You say that Henry George was: “Influenced by socialist ideas, he believed that the government should operate social welfare programs for the benefit of those in need, and that his proposed land tax would be sufficient to fund them.”

This is nonsense.
I am a socialist (President of the Labour Land Campaign here in the UK) and have read most of Henry George’s work including “Progress and Poverty”. I can assure you that Henry Geoerge’s support for the free market was very far from socialism.

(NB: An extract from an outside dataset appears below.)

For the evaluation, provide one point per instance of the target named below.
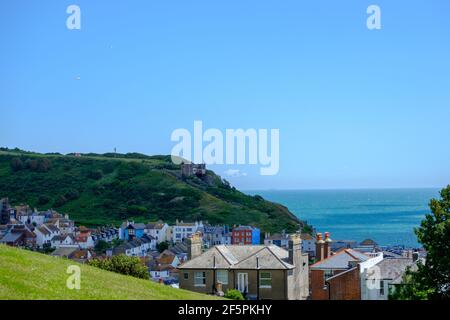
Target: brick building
(338, 276)
(245, 235)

In fact he and Marx never met but warned their respective supporters against each others ideas.

George did not advocate “social welfare programmes” as he argued that under his system of taxing all land values “social welfare” and private charity on a big scale would become unnecessary.
Henry George argued that the NATURAL wealth of our planet (ie NOT man-made wealth) is for all to share – not just landowners, and that we all create land values.
He argued that by encouraging investors to buy land, sites are kept out of use as they appreciate in value, and workers are denied jobs (depressing wages) and consumers denied homes, goods and services.
George argued for private entrprise to compete on a level playing field with all businesses paying ground rent to the rest of community and with no taxes on their workers’ wages, their sales nor their profits.
With Henry George’s Land Value Taxation (LVT) proposal, all sites would be charged there full economic rent leaving no room for speculation, creating more access to land (nobody would hold land out of use if they paid the land rent to the whole community) more workers would have jobs (no unemployed claiming benefits) and these jobs themselves would be better paid with no income tax and a much reduced civil service releasing former bureaucrats to play a productive role in the economy – providing valued goods and services.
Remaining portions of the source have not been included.